This thread has been locked.

If you have a related question, please click the "Ask a related question" button in the top right corner. The newly created question will be automatically linked to this question.

Cache CSL and Cache sysbios questions in the C6678

Other Parts Discussed in Thread: SYSBIOS

Hi,

 We tested execution time in cache invalidate and cache write back using the sysBIOS and also the CSL cache functions:

CACHE_invL1d(Vector, VectorLength, CACHE_WAIT)

Cache_inv(Vector, VectorLength, Cache_Type_L1D, CACHE_WAIT)

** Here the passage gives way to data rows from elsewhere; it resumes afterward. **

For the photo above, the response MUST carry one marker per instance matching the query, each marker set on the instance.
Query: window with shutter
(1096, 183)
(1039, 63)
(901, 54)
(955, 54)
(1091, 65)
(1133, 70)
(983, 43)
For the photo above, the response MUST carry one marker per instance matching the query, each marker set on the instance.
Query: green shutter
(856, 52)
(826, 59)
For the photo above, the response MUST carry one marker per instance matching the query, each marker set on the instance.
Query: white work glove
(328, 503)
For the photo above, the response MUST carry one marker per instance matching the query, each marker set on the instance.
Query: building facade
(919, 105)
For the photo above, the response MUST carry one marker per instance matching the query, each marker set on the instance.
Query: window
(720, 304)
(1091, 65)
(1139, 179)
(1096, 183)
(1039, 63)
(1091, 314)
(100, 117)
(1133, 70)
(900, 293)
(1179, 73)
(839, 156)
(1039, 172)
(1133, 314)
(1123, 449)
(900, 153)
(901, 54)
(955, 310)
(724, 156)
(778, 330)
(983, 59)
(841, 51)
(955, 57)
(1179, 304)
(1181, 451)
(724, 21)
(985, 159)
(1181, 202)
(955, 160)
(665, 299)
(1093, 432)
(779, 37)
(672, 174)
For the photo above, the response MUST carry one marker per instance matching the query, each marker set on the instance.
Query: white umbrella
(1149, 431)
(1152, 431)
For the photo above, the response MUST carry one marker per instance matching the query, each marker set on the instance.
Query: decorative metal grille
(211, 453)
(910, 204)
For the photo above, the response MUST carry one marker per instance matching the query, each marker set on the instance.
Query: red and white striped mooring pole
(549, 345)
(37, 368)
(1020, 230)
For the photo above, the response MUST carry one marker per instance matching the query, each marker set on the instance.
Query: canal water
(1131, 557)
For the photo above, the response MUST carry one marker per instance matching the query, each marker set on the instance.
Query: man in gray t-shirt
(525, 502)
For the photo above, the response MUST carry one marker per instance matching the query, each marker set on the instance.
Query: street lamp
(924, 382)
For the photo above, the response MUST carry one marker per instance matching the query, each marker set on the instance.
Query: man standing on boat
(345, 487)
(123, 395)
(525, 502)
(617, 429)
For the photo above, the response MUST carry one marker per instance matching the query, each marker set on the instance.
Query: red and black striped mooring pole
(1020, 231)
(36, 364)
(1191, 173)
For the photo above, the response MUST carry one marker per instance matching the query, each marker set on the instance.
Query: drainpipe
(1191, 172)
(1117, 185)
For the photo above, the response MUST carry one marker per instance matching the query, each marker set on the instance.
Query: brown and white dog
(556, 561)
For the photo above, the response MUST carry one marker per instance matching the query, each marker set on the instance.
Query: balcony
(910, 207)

CACHE_wbL1d(Vector, VectorLength, CACHE_WAIT) ,

 Cache_wb(Vector, VectorLength, Cache_Type_L1D, CACHE_WAIT)

 

1.- With sysbios functions, Cache_inv and Cache_wb with parameter CACHE_WAIT and CACHE_NOWAIT,  the waiting time for both of them is very similar, seems that in the two cases (wait and no wait), the routine waits until the end of the transfer?

2.- For CACHE_invL1d and CACHE_wbL1d of CSL compared with Cache_wb and Cache_inv of the sysbios, for both of them with parameter WAIT for cache line transfer (64 bytes) we received:

Cache_inv                           =0.44 uSec

CACHE_invL1d                   =0.06 uSec

Cache_wb                          =0.43 uSec

CACHE_wbL1d                  =0.3 uSec

Waiting time for CSL routines is significantly shorter than sysbios routines times. Are the execution times right?

3.- We run our application under sysbios. Is possible to use the CSL routines aforementioned instead of the sysbios cache routines?

 4.- In CSL CACHE_invL1d, the waiting time using the parameter CACHE_WAIT_FENCE is shorter than the same routine with parameter CACHE_WAIT. Does cover the use of CACHE_WAIT parameter, the case of CACHE_WAIT_FENCE parameter?

Thanks in advance.

Shmuel

 

 

  • Hi Shmuel,

    I can't really comment whether or not your benchmarks are a "apples for apples" comparison.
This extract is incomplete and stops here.